Prosecutors Link Rapper to 2022 Chicago Murder
Federal prosecutors are linking Grammy-winning rapper Lil Durk to a second murder ahead of his Thursday detention hearing in Los Angeles tied to separate charges he orchestrated a murder-for-hire plot.
A newly unsealed warrant application obtained by the Chicago Tribune Thursday reportedly said the artist, born Durk Banks, was behind the Jan. 27, 2022 shooting death of Stephon Mack on Chicago’s Far South Side. According to the FBI, Mack was the leader of the Smashville faction of the Gangster Disciples, the Tribune reported.
News of Banks’ alleged connection to Mack’s killing broke just two hours before Banks was due to appear in a courtroom in downtown Los Angeles to fight for his release. He’s been in custody since his October arrest and is awaiting trial on charges he orchestrated a scheme that led to the shooting death of Georgia rapper Quando Rondo’s cousin at a Los Angeles gas station two years ago.
Banks, 32, pleaded not guilty in the Los Angeles case last month. In that case, prosecutors in the Central District of California say Banks used his hip-hop collective Only the Family, or OTF, to engage in violence. They claim he sought revenge on Quando Rondo because he believed the fellow rapper, born Tyquian Bowman, was somehow involved in the shooting death of up-and-coming artist King Von outside an Atlanta club on Nov. 6, 2020. (Banks and King Von, born Dayvon Bennett, were childhood friends, with Banks signing Bennett to his label in 2018.)
“After [Bennett’s] murder, defendant Banks made clear, in coded language, that he would pay a bounty or monetary reward, and/or make payment to anyone who took part in killing [Bowman] for his role in [Bennett’s] murder,” the superseding indictment now pending against Banks states.
Attempts to reach Banks’ legal team were not immediately successful Thursday. In a filing ahead of his detention hearing, the lawyers called Banks “a devoted husband, father, and son” and renowned artist who deserved release on a bond secured by $1 million cash and his $2.3 million equity in two homes. They said he would submit to electronic monitoring and 24-hour security surveillance.

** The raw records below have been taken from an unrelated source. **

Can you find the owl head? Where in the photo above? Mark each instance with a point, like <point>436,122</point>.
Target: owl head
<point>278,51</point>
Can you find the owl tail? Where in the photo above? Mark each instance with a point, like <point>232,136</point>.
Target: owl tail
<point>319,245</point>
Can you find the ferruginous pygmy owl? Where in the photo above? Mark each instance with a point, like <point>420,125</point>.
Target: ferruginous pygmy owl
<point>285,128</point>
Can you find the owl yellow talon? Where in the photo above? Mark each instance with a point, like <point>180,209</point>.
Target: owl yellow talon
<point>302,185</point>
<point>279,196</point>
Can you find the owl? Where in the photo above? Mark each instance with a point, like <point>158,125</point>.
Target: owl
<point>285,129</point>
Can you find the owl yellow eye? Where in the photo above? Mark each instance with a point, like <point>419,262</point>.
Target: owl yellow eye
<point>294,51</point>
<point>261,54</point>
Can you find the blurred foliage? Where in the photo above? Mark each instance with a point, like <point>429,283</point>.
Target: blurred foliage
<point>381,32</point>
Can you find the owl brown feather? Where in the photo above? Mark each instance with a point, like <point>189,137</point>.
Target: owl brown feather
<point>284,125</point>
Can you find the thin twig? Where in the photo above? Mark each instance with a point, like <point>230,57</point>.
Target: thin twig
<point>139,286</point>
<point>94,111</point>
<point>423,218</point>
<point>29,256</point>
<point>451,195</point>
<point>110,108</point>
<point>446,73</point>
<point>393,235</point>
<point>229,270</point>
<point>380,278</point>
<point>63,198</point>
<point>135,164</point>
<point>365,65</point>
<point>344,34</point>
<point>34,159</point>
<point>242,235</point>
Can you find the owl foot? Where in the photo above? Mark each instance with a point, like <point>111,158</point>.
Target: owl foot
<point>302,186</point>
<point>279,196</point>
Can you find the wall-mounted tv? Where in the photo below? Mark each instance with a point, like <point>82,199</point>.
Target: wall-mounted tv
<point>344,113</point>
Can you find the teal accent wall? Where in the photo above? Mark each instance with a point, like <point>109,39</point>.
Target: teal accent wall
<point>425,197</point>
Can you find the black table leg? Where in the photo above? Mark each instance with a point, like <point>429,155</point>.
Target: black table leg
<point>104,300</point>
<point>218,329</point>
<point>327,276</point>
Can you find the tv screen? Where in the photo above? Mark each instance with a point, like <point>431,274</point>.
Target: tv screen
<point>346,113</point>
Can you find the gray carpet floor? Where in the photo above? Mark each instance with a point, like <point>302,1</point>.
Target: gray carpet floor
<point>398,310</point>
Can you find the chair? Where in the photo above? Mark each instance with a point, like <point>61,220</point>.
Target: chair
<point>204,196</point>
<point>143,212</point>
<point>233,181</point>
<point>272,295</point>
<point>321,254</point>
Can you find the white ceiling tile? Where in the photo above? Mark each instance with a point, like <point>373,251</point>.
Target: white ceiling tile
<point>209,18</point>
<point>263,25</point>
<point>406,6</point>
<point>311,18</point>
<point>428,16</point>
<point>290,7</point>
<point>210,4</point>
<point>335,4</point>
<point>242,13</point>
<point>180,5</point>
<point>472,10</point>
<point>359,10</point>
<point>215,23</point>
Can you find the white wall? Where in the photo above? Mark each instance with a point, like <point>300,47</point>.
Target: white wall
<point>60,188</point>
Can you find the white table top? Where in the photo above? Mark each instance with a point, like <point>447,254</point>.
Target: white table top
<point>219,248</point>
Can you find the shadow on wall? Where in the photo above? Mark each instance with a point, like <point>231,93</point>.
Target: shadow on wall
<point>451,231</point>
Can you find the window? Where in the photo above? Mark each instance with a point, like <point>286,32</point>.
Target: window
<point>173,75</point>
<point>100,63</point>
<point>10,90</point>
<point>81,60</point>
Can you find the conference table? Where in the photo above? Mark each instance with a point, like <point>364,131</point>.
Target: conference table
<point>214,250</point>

Prosecutors said they opposed Banks’ release. In prior filings, they’ve alleged Banks learned Bowman was staying in a Los Angeles hotel in August 2022 and caused his co-defendants to travel from Chicago to Los Angeles to find him. Prosecutors allege Banks’ co-defendants “used two vehicles and worked in tandem to track, stalk, and attempt to murder [Bowman] for hours,” culminating in the gas station shooting. The gunmen fired at least 18 rounds at Bowman’s vehicle, striking and killing Bowman’s cousin, Saviay’a Robinson, who was traveling with him, authorities allege.
Prosecutors claim they have banking and flight records that link a Banks associate to the travel plans. They say that around the time the one-way flights were purchased, Banks allegedly told the associate, “Don’t book no flights under no names involved wit [sic] me.”
The same day several of the men traveled to California, Banks flew in on a private jet with another alleged co-conspirator, Kavon London Grant, 28, the indictment claims. Grant allegedly purchased ski masks for the shooters and used a credit card in Banks’ name to pay for the other men’s hotel room, prosecutors allege.
When Banks’ co-defendants were arrested in Chicago the morning of Oct. 24, Banks purportedly planned to leave country, an FBI agent alleged in an affidavit obtained by Rolling Stone. The agent said that “shortly after” officials made the Chicago arrests and started executing search warrants, the FBI was notified by U.S. Customs and Border Protection that Banks had been booked on separate one-way flights to Dubai and Switzerland, leaving out of the Miami area. He did not board either flight and was arrested in the vicinity of a Miami airport an hour before his private jet bound for Italy was set to depart, the agent wrote.
If convicted as charged in the Los Angeles case, Banks is facing up to life in federal prison.